Although we find it strange and counterintuitive, many experts are clear about this:
Does a person who spends ten hours straight in front of the computer, without any pause, work better? Does an over-trained athlete compete better? In this context, the benefits of napping in improving concentration are yet further proof that efficiency is not always what we imagine it to be.
"Someone who achieves the same results in four hours is twice as efficient as someone who does so in eight."
Boredom, understood as a “state of low agitation”, helps us be more creative, as researchers Gasper and Middlewood discovered in 2014. Slowing down can be good. Undertaking tedious activities like reading the phone book, counting beans or staring at the wall are relaxing and help us to be clearer about who we are and what we want to do.
Faced with these problems, experts even recommend leaving aside the mobile phone or, at least, installing applications such as Forest that help us use the mobile less, or plugins such as HabitLab Today from Stanford University. that helps us understand where our time is going.
This is usually the starting point for many research studies. The logic is as follows: only when we realize we spend four hours a day on WhatsApp, can we do something about it.
But be careful: we could fall back into the trap of urgency, of having to do something with our time at all costs—instead of disconnecting and getting bored in order to be truly creative and original. Before changing anything in our lives, let's spend some time meditating on the habit we want to change (let's start with one, two is too many).
"There are increasing numbers of applications to help us disconnect from the whirlwind of activities, notifications and information that besiege us".

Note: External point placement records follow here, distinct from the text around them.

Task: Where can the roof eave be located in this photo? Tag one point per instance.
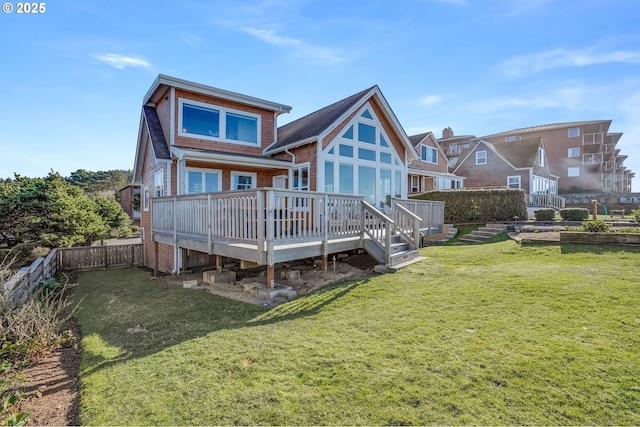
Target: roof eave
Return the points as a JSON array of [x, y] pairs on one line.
[[164, 80]]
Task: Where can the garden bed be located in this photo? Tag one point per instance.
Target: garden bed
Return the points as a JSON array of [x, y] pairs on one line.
[[600, 238]]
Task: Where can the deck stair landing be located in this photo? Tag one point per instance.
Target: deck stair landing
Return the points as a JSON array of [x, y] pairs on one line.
[[484, 233]]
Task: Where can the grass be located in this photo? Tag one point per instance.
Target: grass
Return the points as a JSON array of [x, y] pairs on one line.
[[493, 334]]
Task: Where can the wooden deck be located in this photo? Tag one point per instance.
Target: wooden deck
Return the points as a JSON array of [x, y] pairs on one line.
[[268, 226]]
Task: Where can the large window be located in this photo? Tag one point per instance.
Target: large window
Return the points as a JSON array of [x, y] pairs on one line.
[[206, 121], [346, 179], [362, 160], [429, 154], [243, 180], [573, 132], [481, 157], [575, 171], [415, 180], [328, 177], [301, 178], [158, 184], [513, 181], [203, 181]]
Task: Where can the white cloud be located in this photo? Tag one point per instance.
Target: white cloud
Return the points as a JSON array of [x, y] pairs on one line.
[[191, 39], [121, 61], [300, 48], [558, 58], [430, 100]]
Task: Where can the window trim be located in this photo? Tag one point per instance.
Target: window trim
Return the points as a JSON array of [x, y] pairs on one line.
[[298, 168], [569, 133], [424, 151], [158, 182], [235, 174], [519, 181], [569, 175], [145, 198], [222, 125], [478, 158], [203, 171]]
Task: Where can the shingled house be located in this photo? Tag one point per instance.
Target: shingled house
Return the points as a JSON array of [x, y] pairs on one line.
[[219, 178], [520, 164]]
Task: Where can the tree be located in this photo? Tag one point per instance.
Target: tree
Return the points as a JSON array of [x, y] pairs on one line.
[[52, 212]]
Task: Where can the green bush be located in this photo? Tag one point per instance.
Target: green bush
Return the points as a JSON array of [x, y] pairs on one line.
[[545, 214], [465, 206], [574, 214], [597, 226]]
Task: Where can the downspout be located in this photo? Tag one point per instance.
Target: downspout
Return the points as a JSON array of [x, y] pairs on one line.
[[293, 160]]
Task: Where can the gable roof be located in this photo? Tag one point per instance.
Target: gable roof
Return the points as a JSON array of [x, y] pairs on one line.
[[553, 126], [520, 154], [318, 124], [313, 124], [417, 139], [163, 82], [158, 142]]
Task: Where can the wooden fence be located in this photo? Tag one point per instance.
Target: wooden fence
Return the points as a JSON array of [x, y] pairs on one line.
[[22, 283]]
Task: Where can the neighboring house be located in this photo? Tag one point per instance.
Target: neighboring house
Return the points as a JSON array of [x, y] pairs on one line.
[[522, 164], [582, 154], [196, 139], [130, 202], [453, 145], [431, 170]]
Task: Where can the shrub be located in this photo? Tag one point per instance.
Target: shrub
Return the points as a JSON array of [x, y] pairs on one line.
[[545, 214], [574, 214], [33, 327], [464, 206], [597, 226]]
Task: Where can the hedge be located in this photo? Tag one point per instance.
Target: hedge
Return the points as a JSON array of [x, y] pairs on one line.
[[574, 214], [463, 206], [545, 214]]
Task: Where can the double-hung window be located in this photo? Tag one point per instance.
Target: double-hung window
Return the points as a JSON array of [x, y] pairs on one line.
[[203, 181], [206, 121], [429, 154], [481, 157], [243, 180]]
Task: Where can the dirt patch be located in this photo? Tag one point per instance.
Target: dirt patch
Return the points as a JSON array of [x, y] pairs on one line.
[[312, 277], [51, 386]]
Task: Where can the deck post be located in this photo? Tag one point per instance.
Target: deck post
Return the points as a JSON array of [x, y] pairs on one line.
[[155, 259], [271, 276]]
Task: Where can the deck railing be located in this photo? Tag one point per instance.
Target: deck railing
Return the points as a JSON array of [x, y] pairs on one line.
[[267, 217], [258, 215], [431, 213], [549, 200], [407, 224]]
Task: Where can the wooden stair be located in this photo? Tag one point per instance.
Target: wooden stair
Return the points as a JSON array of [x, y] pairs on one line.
[[451, 233], [484, 233]]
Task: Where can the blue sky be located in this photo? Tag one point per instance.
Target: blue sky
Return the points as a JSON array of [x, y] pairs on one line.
[[74, 76]]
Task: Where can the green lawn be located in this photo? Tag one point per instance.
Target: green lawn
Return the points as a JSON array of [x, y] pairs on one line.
[[489, 334]]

Building habits is not easy. Let's take a practical example.
We want to have more time for ourselves, so we set out a schedule listing what we spent our time on last week. And we get the following results:
Could there be a way to make our time more efficient, by grouping tasks in order to save time? In other words, can we create a habit that gives us a few free hours a week? The truth is: yes.
This may seem like a paradox: we want to improve our lives and, to do this, we use metrics to search for lost efficiency. We get stressed about this and they tell us to relax, but then we set out to organize how to relax and we end up exactly where we started.
Perhaps the first and only step to being more creative, to having a better predisposition towards work and to making better plans is to get bored, as simple as that. Researchers like Heather Lench are strong advocates of boredom as an essential biological mechanism. They even state that if we have come so far as a civilization, it is thanks, among other things, to the fact that we have become really bored throughout our evolution.
Being bored is a much maligned activity with practically no followers, but it has proven to be one of the most productive in the long term. Forcing ourselves to do only a few things over a period of time, to limit activities, to leave the house sparingly, can be an opportunity to get to know ourselves better and to return to being active with more authentic objectives.
"Although it may not seem like it, being bored for a while can be one of the most productive activities in your life."